You have made sure that when a customer walks into your store that their expectations will be met with a wonderful shopping experience. However, will your customer have the same shopping experience with you online?
It’s not just an expectation that they can find you online, customers also have expectations for their experience on your site. They like to know where to click, where to buy certain products, the size of certain items, etc. If that doesn’t match up, or they can’t figure it out, it creates a problem.
In short, people like to know what to expect.
That’s why we’re sharing the most common customer expectation mismatches we’ve seen on retailers’ sites, and how to fix them.
1. Shipping Costs
A lot of times we think we need to offer free shipping or make it as cheap as possible, but that’s not always the case. What we do need to do is make sure we’re not causing false expectations.
We can do this in several ways:
- By having an announcement banner located at the top of the screen that communicates a simple, flat rate for shipping.
- Adding a brief notice of their options on the product page. This is where they really start asking those types of questions to themselves.
- Your cart page should have a way to calculate the shipping costs before they enter checkout.
These all allow your customer to know what to expect before they start entering in their billing information.

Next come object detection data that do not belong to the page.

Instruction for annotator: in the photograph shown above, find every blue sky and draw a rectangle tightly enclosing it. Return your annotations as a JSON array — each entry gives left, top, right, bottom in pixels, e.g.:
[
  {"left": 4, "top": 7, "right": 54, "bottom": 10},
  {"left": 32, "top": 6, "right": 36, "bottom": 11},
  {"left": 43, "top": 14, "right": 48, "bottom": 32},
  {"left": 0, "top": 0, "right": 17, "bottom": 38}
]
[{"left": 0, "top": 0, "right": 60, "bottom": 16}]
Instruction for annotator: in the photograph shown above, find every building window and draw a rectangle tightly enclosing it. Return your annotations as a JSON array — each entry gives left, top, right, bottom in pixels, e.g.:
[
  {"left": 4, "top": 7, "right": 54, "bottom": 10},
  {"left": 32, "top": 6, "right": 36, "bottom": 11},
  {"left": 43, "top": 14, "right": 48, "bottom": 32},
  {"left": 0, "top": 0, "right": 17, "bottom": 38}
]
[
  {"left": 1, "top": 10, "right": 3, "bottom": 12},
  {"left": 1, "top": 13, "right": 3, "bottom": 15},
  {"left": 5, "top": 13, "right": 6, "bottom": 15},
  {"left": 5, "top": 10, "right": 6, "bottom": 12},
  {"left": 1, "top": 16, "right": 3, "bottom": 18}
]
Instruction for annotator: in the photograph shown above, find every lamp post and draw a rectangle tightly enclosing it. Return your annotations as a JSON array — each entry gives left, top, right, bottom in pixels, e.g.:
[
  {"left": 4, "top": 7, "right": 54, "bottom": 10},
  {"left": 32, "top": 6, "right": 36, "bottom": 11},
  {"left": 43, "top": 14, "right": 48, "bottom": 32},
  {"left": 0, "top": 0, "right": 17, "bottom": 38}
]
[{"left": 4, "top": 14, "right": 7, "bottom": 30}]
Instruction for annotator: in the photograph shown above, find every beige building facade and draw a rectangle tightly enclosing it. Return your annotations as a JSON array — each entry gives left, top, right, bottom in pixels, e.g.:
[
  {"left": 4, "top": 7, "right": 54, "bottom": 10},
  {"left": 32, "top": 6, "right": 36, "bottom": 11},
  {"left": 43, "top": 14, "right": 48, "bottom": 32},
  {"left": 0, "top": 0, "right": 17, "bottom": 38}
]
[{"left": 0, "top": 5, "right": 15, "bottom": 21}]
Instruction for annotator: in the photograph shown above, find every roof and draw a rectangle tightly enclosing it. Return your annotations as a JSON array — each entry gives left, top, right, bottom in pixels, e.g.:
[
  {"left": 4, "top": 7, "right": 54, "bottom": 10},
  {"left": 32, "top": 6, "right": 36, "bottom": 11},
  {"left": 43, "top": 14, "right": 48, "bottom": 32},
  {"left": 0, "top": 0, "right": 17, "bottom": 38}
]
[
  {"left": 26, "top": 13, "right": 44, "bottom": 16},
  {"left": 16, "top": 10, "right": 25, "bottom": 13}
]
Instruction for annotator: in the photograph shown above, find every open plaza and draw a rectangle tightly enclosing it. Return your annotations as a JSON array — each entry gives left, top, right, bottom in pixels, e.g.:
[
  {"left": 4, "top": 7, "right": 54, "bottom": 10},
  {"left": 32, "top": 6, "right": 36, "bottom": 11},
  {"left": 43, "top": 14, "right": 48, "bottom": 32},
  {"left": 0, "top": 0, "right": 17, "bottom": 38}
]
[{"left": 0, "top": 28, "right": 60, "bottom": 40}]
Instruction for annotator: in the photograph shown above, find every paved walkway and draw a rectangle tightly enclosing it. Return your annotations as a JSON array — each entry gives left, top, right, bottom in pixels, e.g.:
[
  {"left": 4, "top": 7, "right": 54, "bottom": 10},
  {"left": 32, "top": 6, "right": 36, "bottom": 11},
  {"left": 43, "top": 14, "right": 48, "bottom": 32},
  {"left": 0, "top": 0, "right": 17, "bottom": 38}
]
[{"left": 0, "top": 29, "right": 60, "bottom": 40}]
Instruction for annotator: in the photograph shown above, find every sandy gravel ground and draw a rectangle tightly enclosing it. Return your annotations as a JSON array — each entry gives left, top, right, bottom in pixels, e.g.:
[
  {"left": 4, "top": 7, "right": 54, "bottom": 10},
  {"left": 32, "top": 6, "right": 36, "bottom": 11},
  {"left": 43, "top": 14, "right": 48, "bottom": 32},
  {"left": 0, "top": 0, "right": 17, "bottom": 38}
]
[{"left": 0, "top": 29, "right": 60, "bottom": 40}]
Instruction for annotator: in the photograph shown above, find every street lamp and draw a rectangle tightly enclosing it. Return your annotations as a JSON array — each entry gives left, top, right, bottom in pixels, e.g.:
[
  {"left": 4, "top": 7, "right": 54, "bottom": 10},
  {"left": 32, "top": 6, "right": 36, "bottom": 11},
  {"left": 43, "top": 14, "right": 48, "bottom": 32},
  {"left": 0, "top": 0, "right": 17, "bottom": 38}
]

That way your customer has that in the back of their mind while they are shopping. It gives a sense of control of “I know what’s next”.
It’s also just as important to address your return policy. If your customer doesn’t like what they receive, what will it look like for them to send it back?

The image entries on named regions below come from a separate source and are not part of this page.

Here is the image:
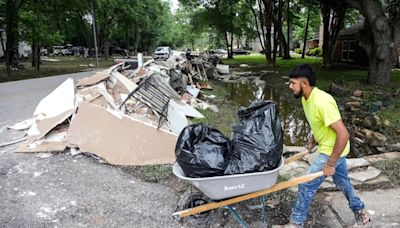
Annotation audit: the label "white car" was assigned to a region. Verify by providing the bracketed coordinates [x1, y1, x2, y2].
[53, 46, 64, 55]
[153, 47, 172, 59]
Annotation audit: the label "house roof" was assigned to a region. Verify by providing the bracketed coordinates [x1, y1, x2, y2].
[339, 24, 363, 38]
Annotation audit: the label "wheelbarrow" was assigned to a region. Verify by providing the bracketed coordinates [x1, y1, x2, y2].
[172, 149, 323, 227]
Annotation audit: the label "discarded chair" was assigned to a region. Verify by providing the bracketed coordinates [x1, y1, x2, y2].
[119, 77, 170, 128]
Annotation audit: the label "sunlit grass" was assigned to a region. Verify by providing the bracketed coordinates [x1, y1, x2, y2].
[0, 56, 113, 82]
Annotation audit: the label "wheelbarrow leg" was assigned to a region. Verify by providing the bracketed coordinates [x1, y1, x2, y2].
[224, 205, 249, 228]
[261, 195, 268, 227]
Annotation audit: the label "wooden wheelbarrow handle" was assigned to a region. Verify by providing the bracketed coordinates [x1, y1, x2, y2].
[172, 171, 323, 218]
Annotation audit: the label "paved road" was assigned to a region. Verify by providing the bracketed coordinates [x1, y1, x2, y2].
[0, 72, 179, 227]
[0, 71, 95, 131]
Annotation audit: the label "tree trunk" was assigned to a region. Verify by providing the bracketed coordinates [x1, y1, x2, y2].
[229, 33, 233, 59]
[345, 0, 394, 85]
[301, 8, 310, 59]
[260, 0, 273, 67]
[321, 0, 332, 68]
[31, 40, 38, 68]
[5, 0, 23, 77]
[0, 31, 6, 59]
[224, 31, 233, 59]
[247, 0, 265, 53]
[284, 0, 291, 59]
[278, 29, 291, 59]
[104, 37, 108, 61]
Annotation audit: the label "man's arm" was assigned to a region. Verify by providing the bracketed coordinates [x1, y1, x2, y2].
[322, 119, 350, 176]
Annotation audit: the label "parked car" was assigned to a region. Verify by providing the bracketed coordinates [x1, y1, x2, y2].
[233, 48, 250, 55]
[71, 46, 85, 56]
[108, 46, 129, 56]
[208, 48, 228, 57]
[61, 48, 74, 55]
[153, 47, 172, 59]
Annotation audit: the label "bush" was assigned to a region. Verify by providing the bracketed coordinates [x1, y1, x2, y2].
[294, 48, 303, 54]
[308, 47, 322, 56]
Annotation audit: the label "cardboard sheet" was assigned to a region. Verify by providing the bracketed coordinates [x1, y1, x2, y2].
[33, 78, 75, 119]
[67, 102, 177, 165]
[29, 110, 74, 140]
[15, 142, 67, 153]
[169, 100, 204, 119]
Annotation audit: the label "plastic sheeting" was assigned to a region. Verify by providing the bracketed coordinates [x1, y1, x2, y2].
[175, 124, 230, 177]
[225, 100, 283, 174]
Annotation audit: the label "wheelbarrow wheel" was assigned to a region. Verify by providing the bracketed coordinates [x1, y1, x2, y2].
[176, 188, 219, 227]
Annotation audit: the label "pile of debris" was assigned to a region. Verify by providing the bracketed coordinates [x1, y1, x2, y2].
[10, 55, 231, 165]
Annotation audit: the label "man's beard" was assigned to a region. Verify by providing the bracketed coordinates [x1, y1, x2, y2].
[293, 87, 303, 99]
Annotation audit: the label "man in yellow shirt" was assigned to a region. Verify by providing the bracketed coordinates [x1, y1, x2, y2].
[285, 64, 371, 227]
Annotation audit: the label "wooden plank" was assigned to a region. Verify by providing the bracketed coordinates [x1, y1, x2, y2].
[285, 149, 310, 164]
[172, 171, 323, 218]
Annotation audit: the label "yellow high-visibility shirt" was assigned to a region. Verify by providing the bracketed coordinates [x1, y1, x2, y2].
[301, 87, 350, 156]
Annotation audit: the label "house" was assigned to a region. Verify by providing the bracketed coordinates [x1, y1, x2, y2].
[333, 24, 368, 67]
[0, 28, 32, 59]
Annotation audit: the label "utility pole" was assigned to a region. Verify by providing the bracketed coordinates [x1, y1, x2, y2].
[90, 1, 99, 67]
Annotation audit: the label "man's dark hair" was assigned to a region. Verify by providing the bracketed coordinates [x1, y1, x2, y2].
[289, 63, 317, 86]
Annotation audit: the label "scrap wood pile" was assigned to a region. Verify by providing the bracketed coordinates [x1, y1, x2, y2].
[10, 53, 230, 165]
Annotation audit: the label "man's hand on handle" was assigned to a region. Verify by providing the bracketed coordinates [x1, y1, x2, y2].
[322, 165, 335, 177]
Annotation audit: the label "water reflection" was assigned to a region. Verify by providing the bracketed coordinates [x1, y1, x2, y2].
[226, 81, 310, 146]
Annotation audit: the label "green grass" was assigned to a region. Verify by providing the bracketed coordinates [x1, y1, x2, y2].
[0, 56, 113, 82]
[223, 54, 400, 135]
[223, 54, 400, 91]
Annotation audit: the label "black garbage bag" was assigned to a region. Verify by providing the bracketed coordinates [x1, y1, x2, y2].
[225, 100, 283, 174]
[175, 124, 230, 177]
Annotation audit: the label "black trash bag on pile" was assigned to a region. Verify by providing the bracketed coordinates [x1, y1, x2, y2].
[225, 100, 283, 174]
[175, 124, 230, 177]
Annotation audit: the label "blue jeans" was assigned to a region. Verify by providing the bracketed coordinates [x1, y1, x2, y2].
[290, 154, 364, 225]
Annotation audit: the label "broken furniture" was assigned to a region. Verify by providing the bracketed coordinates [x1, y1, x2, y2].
[172, 151, 323, 228]
[119, 77, 170, 128]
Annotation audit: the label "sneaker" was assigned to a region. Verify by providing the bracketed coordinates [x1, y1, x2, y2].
[354, 209, 371, 225]
[272, 223, 304, 228]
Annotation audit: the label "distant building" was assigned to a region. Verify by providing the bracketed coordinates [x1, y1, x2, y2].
[333, 24, 368, 67]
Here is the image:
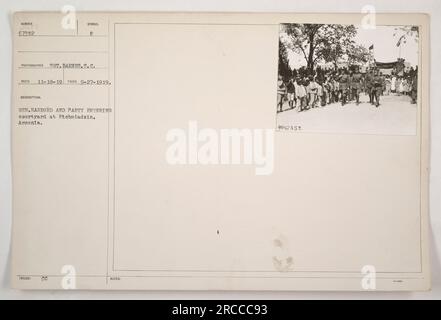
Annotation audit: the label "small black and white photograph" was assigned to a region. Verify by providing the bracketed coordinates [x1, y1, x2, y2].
[276, 23, 419, 135]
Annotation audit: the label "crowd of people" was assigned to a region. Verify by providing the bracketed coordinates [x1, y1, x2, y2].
[277, 66, 418, 113]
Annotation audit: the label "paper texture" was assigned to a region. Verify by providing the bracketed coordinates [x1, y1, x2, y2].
[12, 12, 430, 290]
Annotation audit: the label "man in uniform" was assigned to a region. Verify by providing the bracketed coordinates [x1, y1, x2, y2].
[277, 75, 286, 113]
[351, 67, 363, 106]
[338, 70, 349, 106]
[365, 70, 374, 104]
[410, 72, 418, 104]
[372, 69, 384, 108]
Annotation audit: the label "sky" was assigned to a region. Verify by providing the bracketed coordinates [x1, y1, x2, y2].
[288, 26, 418, 68]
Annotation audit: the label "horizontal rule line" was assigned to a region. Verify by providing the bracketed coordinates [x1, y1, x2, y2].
[17, 50, 108, 53]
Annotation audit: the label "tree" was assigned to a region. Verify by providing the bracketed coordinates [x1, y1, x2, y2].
[283, 24, 357, 73]
[279, 39, 292, 79]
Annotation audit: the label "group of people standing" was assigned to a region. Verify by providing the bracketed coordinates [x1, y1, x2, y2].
[277, 67, 417, 112]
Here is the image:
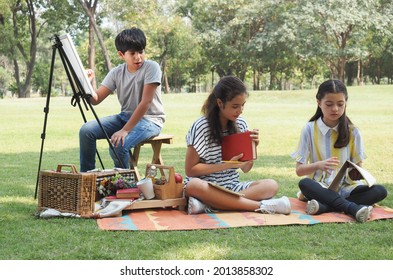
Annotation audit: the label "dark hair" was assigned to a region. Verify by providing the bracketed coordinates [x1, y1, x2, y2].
[202, 76, 248, 144]
[310, 80, 353, 148]
[115, 27, 146, 53]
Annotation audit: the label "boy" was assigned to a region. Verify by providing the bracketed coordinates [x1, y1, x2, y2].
[79, 28, 165, 172]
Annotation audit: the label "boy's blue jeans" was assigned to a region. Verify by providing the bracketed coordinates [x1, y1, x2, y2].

One of the easiest ways to address this is by incorporating the return policy near the description on your product page.
If you’re using Shopify, there is a helpful app called Tabs by Station that allows you to add shipping and returns as a tab that is automatically added to all (or specific) products. You want to include this, even if you don’t accept returns.

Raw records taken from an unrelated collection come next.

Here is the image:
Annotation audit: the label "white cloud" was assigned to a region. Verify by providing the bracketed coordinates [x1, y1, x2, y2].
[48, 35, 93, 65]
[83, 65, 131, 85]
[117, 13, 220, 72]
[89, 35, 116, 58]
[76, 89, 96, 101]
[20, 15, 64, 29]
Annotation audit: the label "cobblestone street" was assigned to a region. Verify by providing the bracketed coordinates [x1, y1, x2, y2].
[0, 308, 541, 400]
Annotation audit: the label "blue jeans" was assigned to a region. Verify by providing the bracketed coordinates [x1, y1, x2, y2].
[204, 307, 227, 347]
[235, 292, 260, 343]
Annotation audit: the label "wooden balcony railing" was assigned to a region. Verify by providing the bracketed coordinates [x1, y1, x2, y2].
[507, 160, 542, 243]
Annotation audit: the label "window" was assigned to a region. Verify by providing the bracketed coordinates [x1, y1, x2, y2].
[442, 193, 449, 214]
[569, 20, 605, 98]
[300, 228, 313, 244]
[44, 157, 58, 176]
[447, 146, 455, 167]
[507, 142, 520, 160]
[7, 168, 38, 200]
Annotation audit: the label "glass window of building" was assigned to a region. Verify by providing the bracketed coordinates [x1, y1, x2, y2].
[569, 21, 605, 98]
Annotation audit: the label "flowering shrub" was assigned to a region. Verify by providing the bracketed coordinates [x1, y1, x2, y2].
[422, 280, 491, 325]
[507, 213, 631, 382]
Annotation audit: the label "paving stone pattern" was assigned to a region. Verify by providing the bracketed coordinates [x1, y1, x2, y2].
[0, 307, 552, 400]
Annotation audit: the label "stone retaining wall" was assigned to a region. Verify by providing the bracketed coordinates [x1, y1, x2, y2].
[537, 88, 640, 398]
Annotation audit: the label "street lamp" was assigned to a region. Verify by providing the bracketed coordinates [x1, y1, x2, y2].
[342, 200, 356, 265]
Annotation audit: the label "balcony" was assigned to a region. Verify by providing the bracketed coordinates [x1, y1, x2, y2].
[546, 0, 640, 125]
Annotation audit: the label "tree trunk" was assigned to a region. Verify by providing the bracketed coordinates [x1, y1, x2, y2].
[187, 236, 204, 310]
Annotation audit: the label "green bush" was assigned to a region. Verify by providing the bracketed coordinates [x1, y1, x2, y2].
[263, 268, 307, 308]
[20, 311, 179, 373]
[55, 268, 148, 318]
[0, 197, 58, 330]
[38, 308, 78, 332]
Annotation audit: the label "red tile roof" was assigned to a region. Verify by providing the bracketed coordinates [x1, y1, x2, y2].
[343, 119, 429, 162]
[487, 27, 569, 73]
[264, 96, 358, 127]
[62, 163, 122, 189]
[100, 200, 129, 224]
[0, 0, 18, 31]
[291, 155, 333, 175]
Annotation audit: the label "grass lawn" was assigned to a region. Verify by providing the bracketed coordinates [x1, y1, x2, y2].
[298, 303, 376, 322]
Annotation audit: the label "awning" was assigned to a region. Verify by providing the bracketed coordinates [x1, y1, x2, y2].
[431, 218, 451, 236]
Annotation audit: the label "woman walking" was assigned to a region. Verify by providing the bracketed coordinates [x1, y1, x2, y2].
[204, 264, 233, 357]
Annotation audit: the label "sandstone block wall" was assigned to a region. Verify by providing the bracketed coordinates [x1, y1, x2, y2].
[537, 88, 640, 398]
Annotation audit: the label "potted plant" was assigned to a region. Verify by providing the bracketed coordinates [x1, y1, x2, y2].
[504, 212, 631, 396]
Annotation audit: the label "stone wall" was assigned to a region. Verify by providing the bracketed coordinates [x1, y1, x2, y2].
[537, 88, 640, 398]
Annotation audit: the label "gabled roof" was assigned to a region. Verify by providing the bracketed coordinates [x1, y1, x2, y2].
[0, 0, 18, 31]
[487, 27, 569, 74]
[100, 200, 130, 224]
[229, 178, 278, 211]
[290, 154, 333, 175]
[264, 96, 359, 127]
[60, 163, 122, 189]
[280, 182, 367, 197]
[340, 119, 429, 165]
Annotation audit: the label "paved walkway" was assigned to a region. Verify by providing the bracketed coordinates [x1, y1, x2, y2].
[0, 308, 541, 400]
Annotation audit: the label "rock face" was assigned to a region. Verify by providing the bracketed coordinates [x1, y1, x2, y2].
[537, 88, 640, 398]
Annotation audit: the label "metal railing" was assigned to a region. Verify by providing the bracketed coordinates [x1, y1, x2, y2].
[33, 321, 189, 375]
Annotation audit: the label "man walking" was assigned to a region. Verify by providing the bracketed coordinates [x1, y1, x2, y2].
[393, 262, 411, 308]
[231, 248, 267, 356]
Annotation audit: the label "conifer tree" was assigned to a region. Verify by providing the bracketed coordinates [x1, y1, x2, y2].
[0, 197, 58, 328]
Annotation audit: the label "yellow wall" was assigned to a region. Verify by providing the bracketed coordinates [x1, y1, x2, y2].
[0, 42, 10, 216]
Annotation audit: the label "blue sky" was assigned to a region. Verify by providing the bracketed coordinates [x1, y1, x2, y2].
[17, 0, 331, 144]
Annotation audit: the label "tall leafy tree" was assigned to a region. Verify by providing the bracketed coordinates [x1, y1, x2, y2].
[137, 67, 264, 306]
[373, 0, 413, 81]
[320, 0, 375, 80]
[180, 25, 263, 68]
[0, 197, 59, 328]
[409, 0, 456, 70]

Why on the product page? Again, this is where they start asking the logical questions, such as what happens if the item doesn’t work out. You want the information they need to make the purchase in one location rather than have them click away from the product they were interested in. We want to keep our customers on a buying journey.
3. Calls To Action
It is critical that any links and buttons that the customer clicks on takes them to where they expect. Let’s say that you have a button that says “shop kids clothes” but when they click it, it takes them to kids shoes. That’s not what the customer would be expecting. They might click that button so that they could browse some shorts.
Whenever we don’t have our expectations met, it causes our brains to become confused.
When we get confused, especially when we’re shopping online, we don’t try to figure out the problem. Instead, the simple solution is to click the back button, which you want to avoid at all costs.
Make sure as you are clicking through your site that your customer would be able to predict what the next thing would be.
4. Instant Connection
When people land on your site for the first time they are going to come to the conclusion about whether this place is people like them. If they don’t feel that instant connection, your site is going to struggle to get their attention, even if you have products that they are interested in.
Including imagery that your customer connects with is the fastest way to create a positive emotional connection. The home hero (that big banner at the top of your homepage) is one of the best places to start.
When selecting your hero image, think “what would make my perfect customer say, ‘YES! This is me!'” It’s crucial to create a site atmosphere that makes your dream customer feel as though they are in the right place. We know this can feel a bit overwhelming. Especially if this is the first time hearing how to create an instant connection with your audience.